Last Saturday afternoon, I hosted a conversation about homosexuality with the Navigators’ 20s Mission: Chicago in downtown Chicago. Fourteen of us met at Big Bricks Chicago on N. Lincoln Ave. to talk about potentially awkward questions including, “Is homosexuality a sin?” “Can someone be both gay and Christian?” and “How can the church love gay people better?”
These questions have been flying all over the American church in light of gay marriage coverage in the media recently, and, in my opinion, this means it’s time Christians started entering into these conversations the way Jesus would – lovingly and compassionately.
So naturally I was ecstatic when the Navigators, a Christian organization focused on discipleship that reaches out to 20-somethings in colleges, cities, and military all over the world, caught wind of the feature article I wrote for Christianity Today this year (“Hope for the Gay Undergrad”), and invited me to share what I had learned in the reporting process with a group of 20-somethings who meet in the city once a month to discuss culturally relevant topics.
We framed our conversation around the following three points:
1) What has the church (and you personally) done right in addressing homosexuality?
2) What has the church (and you personally) done wrong in conversations and situations involving homosexuality?
3) What can the church (and you personally) do better moving forward in conversations about homosexuality?
As a group, we started with a few things we felt the church has done wrong:
1) The church has created a culture of silence and ignorance surrounding the topic of homosexuality. Over and over again we hear stories of individuals who waited until they were 26, or 28, or married with three children before they “came out” to their Christian families, pastors, close friends, and communities for fear they’d be rejected or ostracized for their sexual sin or same-sex attractions.
2) The church has responded abusively and/or violently, to gay individuals. Again, over the years, individuals representing the church have hurt people who have “come out” to them.

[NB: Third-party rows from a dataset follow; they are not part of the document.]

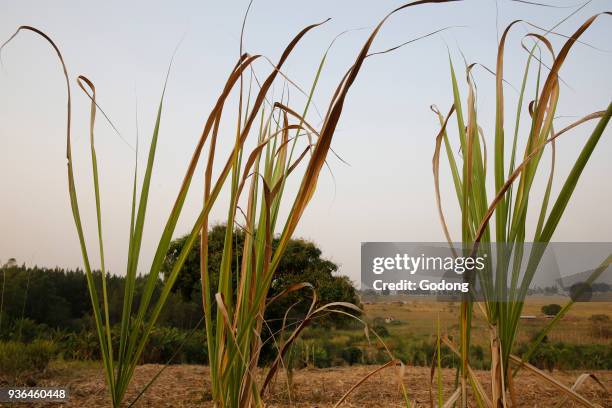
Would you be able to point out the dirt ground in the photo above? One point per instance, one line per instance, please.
(189, 386)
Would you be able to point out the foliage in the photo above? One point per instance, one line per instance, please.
(19, 360)
(300, 263)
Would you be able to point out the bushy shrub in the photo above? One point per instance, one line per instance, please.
(18, 360)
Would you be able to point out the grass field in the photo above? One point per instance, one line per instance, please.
(418, 318)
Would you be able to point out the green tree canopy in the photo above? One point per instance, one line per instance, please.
(302, 262)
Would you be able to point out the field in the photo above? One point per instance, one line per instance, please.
(419, 319)
(189, 386)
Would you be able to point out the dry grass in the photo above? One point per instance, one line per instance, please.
(418, 318)
(189, 386)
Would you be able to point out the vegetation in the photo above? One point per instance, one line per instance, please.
(19, 360)
(504, 287)
(551, 309)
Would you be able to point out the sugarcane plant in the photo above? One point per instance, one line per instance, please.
(502, 286)
(270, 142)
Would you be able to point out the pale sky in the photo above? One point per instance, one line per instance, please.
(386, 133)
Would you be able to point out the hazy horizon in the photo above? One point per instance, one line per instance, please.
(386, 133)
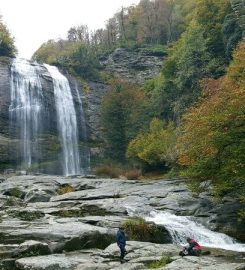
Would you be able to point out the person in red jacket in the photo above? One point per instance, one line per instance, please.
(194, 249)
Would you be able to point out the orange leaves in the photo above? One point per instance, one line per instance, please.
(213, 132)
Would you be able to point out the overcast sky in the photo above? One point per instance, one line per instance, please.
(33, 22)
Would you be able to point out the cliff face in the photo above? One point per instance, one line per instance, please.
(132, 66)
(46, 147)
(135, 66)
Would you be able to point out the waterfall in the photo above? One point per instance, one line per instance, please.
(25, 108)
(67, 121)
(181, 227)
(85, 152)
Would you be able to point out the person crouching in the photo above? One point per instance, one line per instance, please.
(194, 249)
(121, 242)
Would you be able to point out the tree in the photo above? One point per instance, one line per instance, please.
(212, 144)
(125, 112)
(156, 146)
(7, 47)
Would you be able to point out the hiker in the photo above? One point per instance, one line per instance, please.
(121, 242)
(194, 249)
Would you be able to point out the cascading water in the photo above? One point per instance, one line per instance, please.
(67, 122)
(181, 227)
(85, 153)
(25, 108)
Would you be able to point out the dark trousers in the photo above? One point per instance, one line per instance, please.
(123, 251)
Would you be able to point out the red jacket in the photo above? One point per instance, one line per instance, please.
(195, 245)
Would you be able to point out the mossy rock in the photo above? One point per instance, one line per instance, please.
(27, 215)
(159, 263)
(138, 229)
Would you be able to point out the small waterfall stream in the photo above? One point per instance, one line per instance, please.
(67, 121)
(26, 107)
(85, 151)
(181, 227)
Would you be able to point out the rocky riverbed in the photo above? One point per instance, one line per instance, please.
(54, 222)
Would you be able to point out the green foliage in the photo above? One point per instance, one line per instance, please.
(111, 171)
(125, 111)
(65, 189)
(7, 47)
(27, 215)
(138, 229)
(79, 59)
(156, 146)
(160, 263)
(212, 145)
(84, 63)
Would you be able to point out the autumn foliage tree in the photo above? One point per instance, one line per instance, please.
(125, 112)
(7, 47)
(212, 144)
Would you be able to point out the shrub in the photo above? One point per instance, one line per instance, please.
(108, 171)
(138, 229)
(133, 174)
(65, 189)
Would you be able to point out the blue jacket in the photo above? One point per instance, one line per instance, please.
(121, 238)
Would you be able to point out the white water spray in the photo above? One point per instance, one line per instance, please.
(67, 121)
(85, 153)
(25, 107)
(181, 227)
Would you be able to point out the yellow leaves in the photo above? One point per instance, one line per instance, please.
(212, 132)
(156, 146)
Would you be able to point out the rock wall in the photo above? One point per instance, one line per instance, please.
(134, 66)
(49, 158)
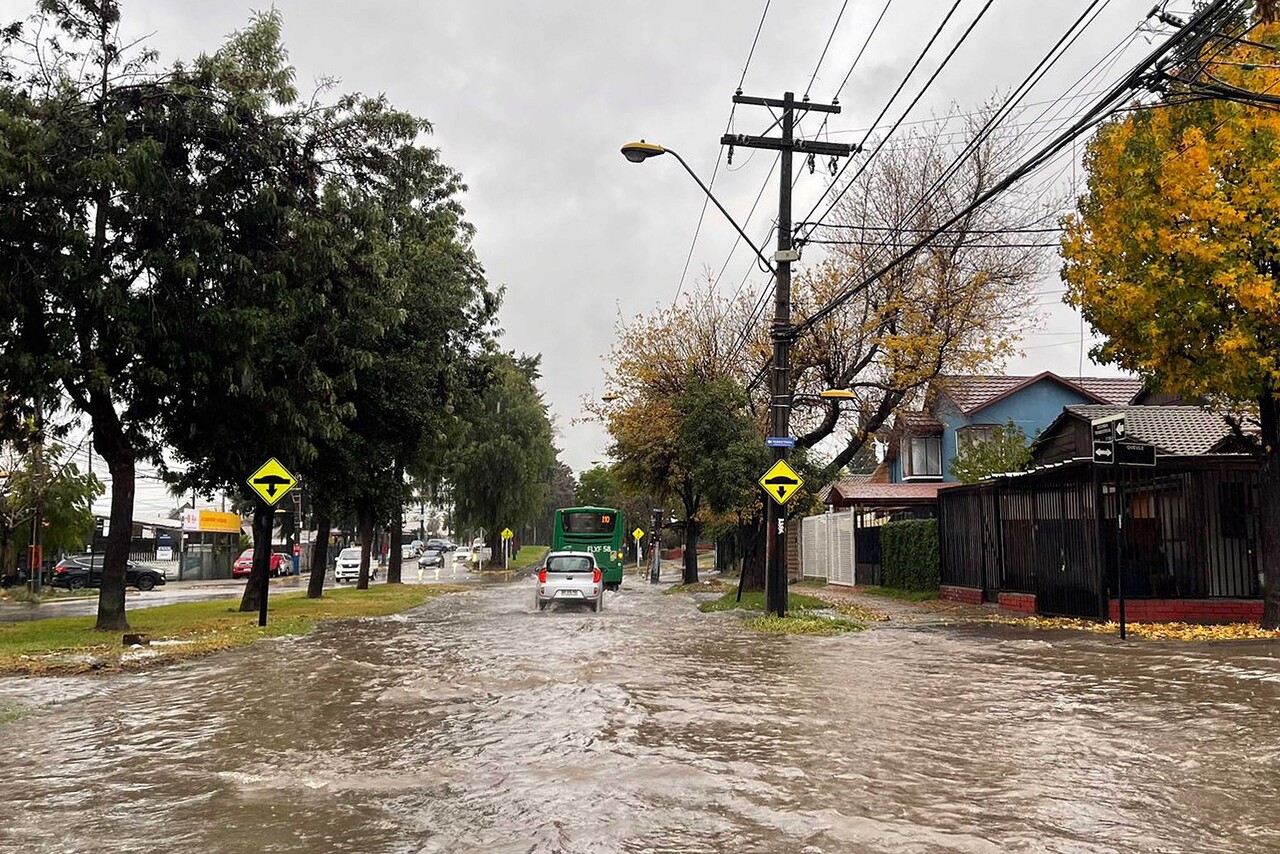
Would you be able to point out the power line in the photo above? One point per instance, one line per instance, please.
(728, 126)
(1205, 18)
(824, 48)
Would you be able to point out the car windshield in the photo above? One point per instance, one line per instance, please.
(568, 563)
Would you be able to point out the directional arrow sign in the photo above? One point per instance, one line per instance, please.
(781, 482)
(1104, 452)
(272, 482)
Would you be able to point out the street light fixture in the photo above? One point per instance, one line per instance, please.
(641, 151)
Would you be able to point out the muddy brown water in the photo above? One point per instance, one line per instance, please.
(475, 724)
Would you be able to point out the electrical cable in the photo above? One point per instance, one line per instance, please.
(728, 126)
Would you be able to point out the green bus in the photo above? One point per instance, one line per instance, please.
(593, 529)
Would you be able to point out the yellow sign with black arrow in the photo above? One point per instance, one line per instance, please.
(272, 482)
(781, 482)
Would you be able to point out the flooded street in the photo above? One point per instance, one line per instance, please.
(476, 724)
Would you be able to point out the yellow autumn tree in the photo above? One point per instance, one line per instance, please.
(1174, 251)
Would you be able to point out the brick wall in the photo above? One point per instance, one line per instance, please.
(1022, 603)
(973, 596)
(1188, 610)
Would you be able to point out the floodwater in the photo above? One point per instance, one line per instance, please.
(476, 724)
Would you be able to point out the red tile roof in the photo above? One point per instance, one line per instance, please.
(872, 494)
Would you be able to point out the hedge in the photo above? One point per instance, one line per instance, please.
(909, 555)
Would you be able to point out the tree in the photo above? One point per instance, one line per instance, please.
(1174, 251)
(1006, 450)
(670, 370)
(498, 469)
(67, 496)
(956, 306)
(85, 173)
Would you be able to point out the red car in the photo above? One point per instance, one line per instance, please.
(243, 565)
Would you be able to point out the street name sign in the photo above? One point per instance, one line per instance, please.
(781, 482)
(272, 482)
(1134, 453)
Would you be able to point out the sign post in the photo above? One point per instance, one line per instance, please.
(272, 482)
(638, 534)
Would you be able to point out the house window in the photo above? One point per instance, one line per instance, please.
(926, 457)
(973, 434)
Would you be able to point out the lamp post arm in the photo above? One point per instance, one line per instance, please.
(768, 264)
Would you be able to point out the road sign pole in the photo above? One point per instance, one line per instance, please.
(264, 584)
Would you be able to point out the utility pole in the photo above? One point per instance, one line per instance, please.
(780, 389)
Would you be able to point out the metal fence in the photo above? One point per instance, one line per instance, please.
(1189, 530)
(827, 547)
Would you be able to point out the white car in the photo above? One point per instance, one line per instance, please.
(348, 566)
(570, 576)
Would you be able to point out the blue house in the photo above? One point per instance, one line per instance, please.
(960, 409)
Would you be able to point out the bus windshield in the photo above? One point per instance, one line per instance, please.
(584, 523)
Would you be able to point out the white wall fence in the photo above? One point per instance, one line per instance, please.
(827, 547)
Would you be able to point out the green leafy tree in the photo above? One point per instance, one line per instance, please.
(90, 154)
(67, 494)
(1006, 450)
(498, 470)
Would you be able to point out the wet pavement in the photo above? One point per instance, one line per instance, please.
(174, 592)
(476, 724)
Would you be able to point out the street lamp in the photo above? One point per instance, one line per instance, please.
(641, 151)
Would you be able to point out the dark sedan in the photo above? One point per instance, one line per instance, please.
(86, 571)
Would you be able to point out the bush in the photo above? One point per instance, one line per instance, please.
(909, 555)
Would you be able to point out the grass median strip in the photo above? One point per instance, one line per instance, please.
(805, 615)
(71, 644)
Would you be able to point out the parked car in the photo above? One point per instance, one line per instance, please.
(280, 563)
(570, 576)
(347, 569)
(86, 571)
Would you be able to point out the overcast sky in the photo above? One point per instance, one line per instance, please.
(531, 99)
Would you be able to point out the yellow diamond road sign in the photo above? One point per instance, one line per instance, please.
(781, 482)
(273, 482)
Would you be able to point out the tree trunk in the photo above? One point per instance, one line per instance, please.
(319, 557)
(396, 557)
(114, 447)
(365, 525)
(263, 517)
(690, 549)
(1269, 511)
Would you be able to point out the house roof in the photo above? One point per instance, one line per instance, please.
(1175, 430)
(876, 494)
(976, 392)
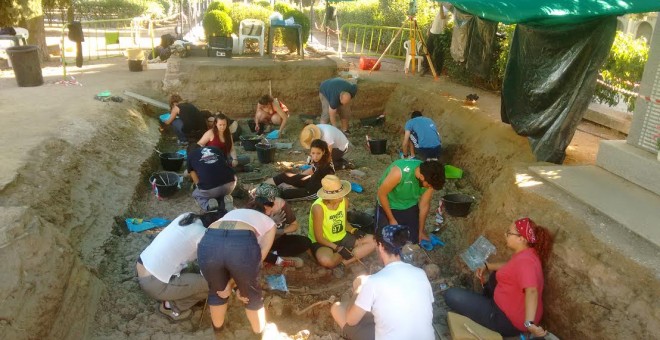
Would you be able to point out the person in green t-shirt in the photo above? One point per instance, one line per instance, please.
(404, 196)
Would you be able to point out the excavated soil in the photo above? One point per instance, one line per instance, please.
(68, 259)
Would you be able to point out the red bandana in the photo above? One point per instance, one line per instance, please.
(525, 228)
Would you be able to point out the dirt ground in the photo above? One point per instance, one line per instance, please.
(124, 312)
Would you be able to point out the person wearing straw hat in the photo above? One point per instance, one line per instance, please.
(334, 241)
(394, 303)
(337, 142)
(336, 95)
(404, 194)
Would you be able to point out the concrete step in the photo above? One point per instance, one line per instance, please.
(624, 202)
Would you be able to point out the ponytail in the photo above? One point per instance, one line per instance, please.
(543, 244)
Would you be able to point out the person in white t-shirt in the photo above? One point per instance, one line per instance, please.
(433, 39)
(337, 142)
(395, 303)
(159, 265)
(230, 254)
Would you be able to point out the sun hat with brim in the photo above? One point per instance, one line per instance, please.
(332, 188)
(308, 134)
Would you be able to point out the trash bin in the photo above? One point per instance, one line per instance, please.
(26, 64)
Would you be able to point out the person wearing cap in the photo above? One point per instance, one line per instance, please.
(270, 111)
(230, 254)
(306, 184)
(336, 95)
(287, 245)
(337, 142)
(160, 264)
(212, 176)
(394, 303)
(187, 121)
(404, 194)
(421, 138)
(512, 300)
(335, 241)
(220, 136)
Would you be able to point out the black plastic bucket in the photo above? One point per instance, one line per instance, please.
(250, 142)
(135, 65)
(266, 153)
(26, 64)
(457, 205)
(378, 146)
(167, 182)
(171, 161)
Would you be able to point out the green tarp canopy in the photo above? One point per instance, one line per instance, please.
(552, 12)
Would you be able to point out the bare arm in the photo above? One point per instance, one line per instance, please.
(391, 181)
(266, 242)
(173, 114)
(424, 207)
(317, 220)
(281, 113)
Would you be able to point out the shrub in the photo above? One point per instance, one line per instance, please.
(218, 6)
(623, 68)
(217, 23)
(290, 36)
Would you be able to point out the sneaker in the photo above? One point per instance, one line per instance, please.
(173, 315)
(338, 272)
(291, 262)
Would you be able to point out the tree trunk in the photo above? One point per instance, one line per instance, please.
(38, 36)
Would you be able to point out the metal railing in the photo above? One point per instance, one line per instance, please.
(372, 40)
(109, 38)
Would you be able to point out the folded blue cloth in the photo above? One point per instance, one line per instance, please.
(273, 134)
(429, 245)
(356, 187)
(137, 224)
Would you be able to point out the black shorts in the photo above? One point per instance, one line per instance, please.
(347, 242)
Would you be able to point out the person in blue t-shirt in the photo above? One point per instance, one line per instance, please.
(421, 139)
(336, 95)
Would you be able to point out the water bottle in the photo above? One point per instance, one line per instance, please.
(438, 215)
(407, 253)
(229, 203)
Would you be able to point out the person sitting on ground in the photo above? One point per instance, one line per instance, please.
(335, 95)
(286, 244)
(404, 196)
(188, 122)
(394, 303)
(335, 241)
(425, 138)
(211, 174)
(220, 137)
(337, 142)
(270, 111)
(159, 265)
(512, 300)
(306, 184)
(233, 248)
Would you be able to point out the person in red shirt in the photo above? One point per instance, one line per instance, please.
(512, 299)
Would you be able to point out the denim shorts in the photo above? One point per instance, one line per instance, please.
(225, 254)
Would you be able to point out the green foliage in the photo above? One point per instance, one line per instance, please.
(623, 69)
(106, 9)
(240, 11)
(217, 23)
(290, 36)
(218, 6)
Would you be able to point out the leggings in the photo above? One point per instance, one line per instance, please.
(481, 308)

This stereotype instills fear in people of faith who love Jesus but are afraid to be honest about their homosexual attractions with fellow believers for fear of violent or adverse reactions (neither of which are Christ-centered, loving responses).
3) Hyperbole: the church has made homosexual sin seem “worse” than other sin. For some reason, homosexuality has become something people feel is a “worse” sin than pride, greed, or stealing, and therefore, don’t feel like being honest about their sexual orientation as readily as others who may “struggle” with more normal things like pride, arrogance, or greed.
Then we decided the church has done some things right:
1) Stating there’s a difference between same-sex attraction and homosexual behavior. Same-sex attraction is not inherently sinful. Homosexual behavior is. As soon as churches can get this message out to congregations, the sooner freedom can be found for individuals who find themselves attracted to members of the same sex.
2) Using inclusive language.  It’s not “I vs. you,” “us vs. them,” or “gay vs. straight,” or “Catholic bishops unite against gay marriage:” it’s we, and us, as a collective church body and/or community created in the image of God.
3) LOVING well. Chad Thompson puts it best in his book title, Loving Homosexuals as Jesus Would. Andrew Marin also says it well: “Live in the tension.” And, I would say also, “Love in the tension.” Churches who are willing to sit with and love gay individuals are the ones reflecting Christ’s love to the world – NOT the ones proclaiming hell-fire Scriptures with megaphones on street corners.
Based on what’s gone right and wrong in the past, we went on to develop a few recommendations of what the church can do better to address homosexuality going into the future:
1) Host community groups/dialogue. Encourage church small groups to discuss this topic more often.
2) Clarify the difference between same-sex attraction and homosexual behavior in youth groups and sermons. This clarity is crucial for the well-being of congregants who have same-sex attractions to know their emotions will not damn them to hell. Acting on them is a different story.
3) Host educational forums for congregants and communities. Ignorance leads to fear, and vice versa. Bringing the truth into the light, and providing opportunities for congregants to ask questions in a safe space, is important for the well-being of the church in conversations on this topic.
We closed our time together by challenging ourselves to pick specific things we can do to approach the topic of homosexuality more like Jesus would:
1) Gay = straight. No matter what your sexual orientation, God sees us all the same. Period. The second you think you are “superior” to someone who is attracted to members of the same sex is the second you need to go wash the plank out of your eye.
2) Don’t develop canned responses. It’s okay to say “I don’t know” to someone’s questions about sexuality and Christianity. You can’t save anybody, and God will ultimately be the judge of their sins. All we’re called to do as believers is to intercede in prayer and love.
3) Admit you yourself are a broken person. Be a doormat for others struggling by opening up first and telling people why you need Jesus. Your vulnerability and authenticity will inspire others to search and reveal their hearts as well.
4) Admit your own ignorance and naivete. If you don’t know anything about homosexuality, don’t be afraid to admit it.
5) Do not pity someone for their sexual orientation. “I’m so sorry you’re gay” won’t score you points with anyone.
What do you think the church has done right or wrong in this conversation, and what can be done better in the future?